The Canadian Dollar (CAD) edged higher against the Pound (GBP) following yesterday’s Bank of Canada (BoC) interest rate decision, which held steady at 1.75%.
The BoC commented that there had been ‘accumulating evidence’ that the slump at the end of last year, and the beginning of this year, was a temporary affair.
Brian DePratto, an Economist at TD Bank, commented:
‘Even as we’ve received some ‘wins’ in the form of the end of steel and aluminium tariffs, other trade conflicts are maintaining a haze over the economic outlook. Against this backdrop, a neutral stance … seems appropriate.’
‘Loonie’ traders will be awaiting today’s publication of the Canadian current account figures for the first quarter, and with any signs of improvement CAD could edge higher.

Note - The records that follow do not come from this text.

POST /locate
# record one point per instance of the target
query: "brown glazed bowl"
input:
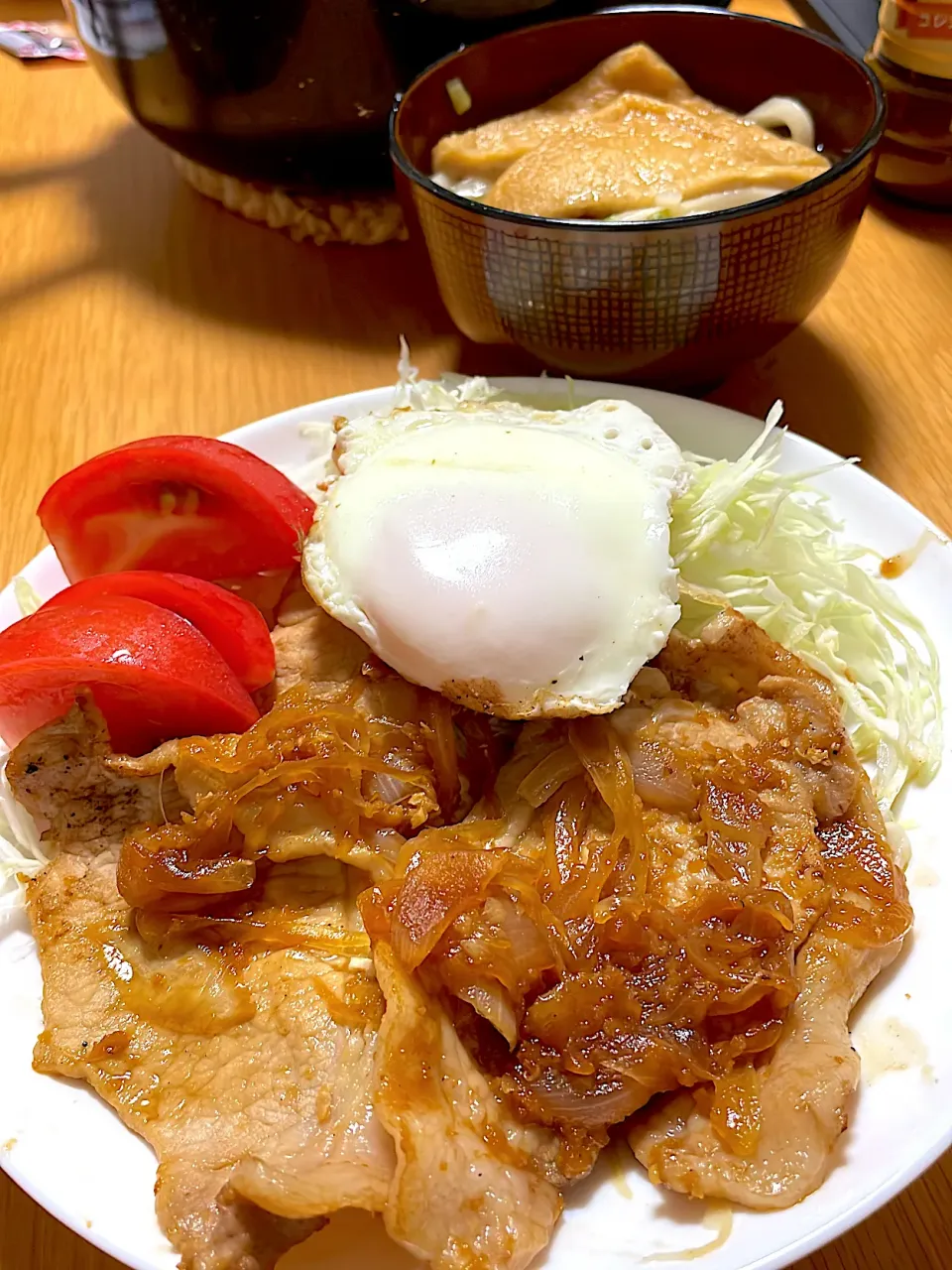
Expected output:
(676, 304)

GBP/CAD Exchange Rate Falls as UK Car Production Slashed by Brexit Uncertainty
The Pound, meanwhile, has weakened following the news that UK car production had been slashed by nearly half, according to the Society of Motor Manufacturers and Traders (SMMT).
Mike Hawes, the Chief Executive at SMMT, commented:
‘Prolonged instability has done untold damage, with the fear of ‘no deal’ holding back progress, causing investment to stall, jobs to be lost and undermining our global reputation.’
In Brexit news meanwhile, the Labour leader Jeremy Corbyn has done a U-turn on his opinion regarding the possibility of a second referendum.
Mr Corbyn said:
‘Faced with the threat of no deal and a prime minister with no mandate, the only way out of the Brexit crisis ripping our country apart is now to go back to the people.’
However, the ongoing uncertainty surrounding Brexit and the future of the Conservative’s leadership is weighing on UK market confidence, preventing the Pound to gain against most of its major competitors.
GBP/CAD Outlook: ‘Loonie’ Could Rise On Positive GDP Figures
Pound investors will be awaiting the UK GfK consumer confidence figures for May, and any improvement could provide some uplift for the GBP/CAD exchange rate.
These will be followed by the UK consumer credit figures for April, which are expected to increase.
Canadian Dollar traders, however, will be awaiting the annualised GDP figures tomorrow, which are expected to rise by 1.2%, likely seeing the ‘Loonie’ rise above GBP.
Tomorrow will also see the Canadian industrial product price figures for April.
The GBP/CAD exchange rate will likely remain subdued as long as the Brexit uncertainty remains, and with no clear signs of direction coming from either major party – with Theresa May due to resign on 7 June – Sterling is likely to remain down against the ‘Loonie’.